Returns 0.0 if there is no data. strategy is 'uniform' (equal-width) or 'quantile'
(equal-frequency) bins.
Examples:
>>> import numpy as np
>>> y = np.array([0, 0, 1, 1])
>>> p = np.array([0.0, 0.0, 1.0, 1.0])
>>> expected_calibration_error(y, p)
0.0
isotonic_recalibrate(probs, y_true)
¶
Fit isotonic regression mapping predicted prob -> calibrated prob
(Zadrozny & Elkan, 2002).
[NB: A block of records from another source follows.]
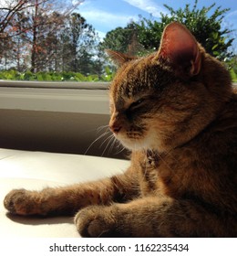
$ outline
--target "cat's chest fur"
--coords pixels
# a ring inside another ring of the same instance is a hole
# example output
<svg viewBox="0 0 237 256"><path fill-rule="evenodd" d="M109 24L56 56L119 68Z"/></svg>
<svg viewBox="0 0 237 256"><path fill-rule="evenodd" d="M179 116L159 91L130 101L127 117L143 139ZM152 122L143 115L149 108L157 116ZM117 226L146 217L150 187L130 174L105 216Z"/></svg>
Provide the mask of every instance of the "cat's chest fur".
<svg viewBox="0 0 237 256"><path fill-rule="evenodd" d="M139 182L142 196L163 194L180 197L189 189L190 176L173 154L140 153Z"/></svg>

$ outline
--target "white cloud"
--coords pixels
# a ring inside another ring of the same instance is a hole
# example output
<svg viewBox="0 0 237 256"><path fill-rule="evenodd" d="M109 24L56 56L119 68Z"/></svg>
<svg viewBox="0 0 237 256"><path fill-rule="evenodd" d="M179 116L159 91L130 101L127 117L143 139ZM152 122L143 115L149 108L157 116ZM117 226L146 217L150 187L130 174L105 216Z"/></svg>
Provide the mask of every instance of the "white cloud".
<svg viewBox="0 0 237 256"><path fill-rule="evenodd" d="M160 17L160 13L167 14L167 10L154 3L152 0L123 0L132 6L152 14L153 16Z"/></svg>
<svg viewBox="0 0 237 256"><path fill-rule="evenodd" d="M119 26L126 26L130 20L138 19L138 16L108 13L99 9L91 8L88 10L80 9L80 14L87 19L88 23L93 24L96 28L97 27L103 27L107 29L113 29Z"/></svg>

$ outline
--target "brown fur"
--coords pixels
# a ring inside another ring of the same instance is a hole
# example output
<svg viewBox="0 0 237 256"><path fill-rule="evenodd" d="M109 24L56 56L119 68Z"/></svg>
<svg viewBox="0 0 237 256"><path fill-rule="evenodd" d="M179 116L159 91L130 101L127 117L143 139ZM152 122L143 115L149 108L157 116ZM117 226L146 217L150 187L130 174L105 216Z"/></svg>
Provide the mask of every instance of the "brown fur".
<svg viewBox="0 0 237 256"><path fill-rule="evenodd" d="M156 54L108 53L121 66L109 127L132 151L130 167L98 182L13 190L5 208L79 210L75 223L89 237L236 237L237 97L228 71L178 23Z"/></svg>

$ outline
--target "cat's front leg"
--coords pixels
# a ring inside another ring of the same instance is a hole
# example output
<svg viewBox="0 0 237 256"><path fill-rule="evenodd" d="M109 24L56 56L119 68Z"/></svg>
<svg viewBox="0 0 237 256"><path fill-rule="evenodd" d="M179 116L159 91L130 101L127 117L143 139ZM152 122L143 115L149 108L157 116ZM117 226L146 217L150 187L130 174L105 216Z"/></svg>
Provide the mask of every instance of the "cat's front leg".
<svg viewBox="0 0 237 256"><path fill-rule="evenodd" d="M91 206L75 217L76 226L85 237L227 236L223 223L222 229L215 229L222 226L220 221L194 202L157 197L126 204Z"/></svg>
<svg viewBox="0 0 237 256"><path fill-rule="evenodd" d="M123 175L95 182L41 191L14 189L5 196L4 205L9 212L23 216L74 215L89 205L130 200L137 197L137 187L136 176L129 169Z"/></svg>

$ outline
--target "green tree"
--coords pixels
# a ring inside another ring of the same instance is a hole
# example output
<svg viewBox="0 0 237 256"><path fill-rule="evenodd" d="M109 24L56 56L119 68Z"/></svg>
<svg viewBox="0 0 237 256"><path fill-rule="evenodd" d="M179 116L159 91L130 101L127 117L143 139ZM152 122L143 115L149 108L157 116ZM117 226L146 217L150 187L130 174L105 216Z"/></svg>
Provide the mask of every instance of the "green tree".
<svg viewBox="0 0 237 256"><path fill-rule="evenodd" d="M230 38L232 32L228 28L222 28L224 15L230 10L222 9L218 6L215 10L215 4L209 7L198 9L198 0L195 0L193 6L186 5L182 8L174 10L172 7L164 5L170 14L160 14L160 22L152 19L142 18L137 25L139 42L147 49L158 48L158 42L160 41L161 33L166 25L172 21L178 21L185 25L195 36L197 40L205 48L207 52L221 59L230 58L232 52L228 48L232 46L233 38ZM212 13L210 15L210 13Z"/></svg>
<svg viewBox="0 0 237 256"><path fill-rule="evenodd" d="M186 5L184 8L174 10L164 5L169 14L160 13L160 20L154 20L140 16L139 22L132 22L126 27L118 27L108 32L101 44L104 48L108 48L121 52L129 52L129 46L137 40L137 55L157 50L160 46L164 27L172 21L184 24L195 36L197 40L211 55L224 59L232 56L230 47L233 38L230 38L232 30L222 28L222 23L228 8L215 7L215 4L199 9L198 0L193 5ZM134 34L136 37L134 37Z"/></svg>

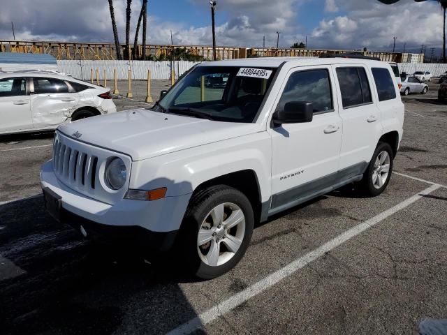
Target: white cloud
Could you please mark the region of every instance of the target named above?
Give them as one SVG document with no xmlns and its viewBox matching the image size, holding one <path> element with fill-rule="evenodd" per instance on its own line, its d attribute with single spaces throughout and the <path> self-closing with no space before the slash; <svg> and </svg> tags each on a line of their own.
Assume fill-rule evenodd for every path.
<svg viewBox="0 0 447 335">
<path fill-rule="evenodd" d="M 339 8 L 335 3 L 335 0 L 325 0 L 324 11 L 328 13 L 336 13 L 339 11 Z"/>
</svg>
Returns (fitted_model, calibrated_probabilities).
maximum_calibration_error(y_true, y_prob, n_bins=10, strategy='uniform')
¶
Maximum |observed frequency - mean predicted probability| over bins.
reliability_diagram(y_true, y_prob, groups=None, n_bins=10)
¶
Reliability diagram (mean predicted probability vs observed frequency).
Returns a matplotlib Figure. If groups is given, draws one curve per subgroup.
temperature_scale(logits, y_true, max_iter=200)
¶
Fit a single temperature T>0 by minimizing NLL (Guo et al., 2017).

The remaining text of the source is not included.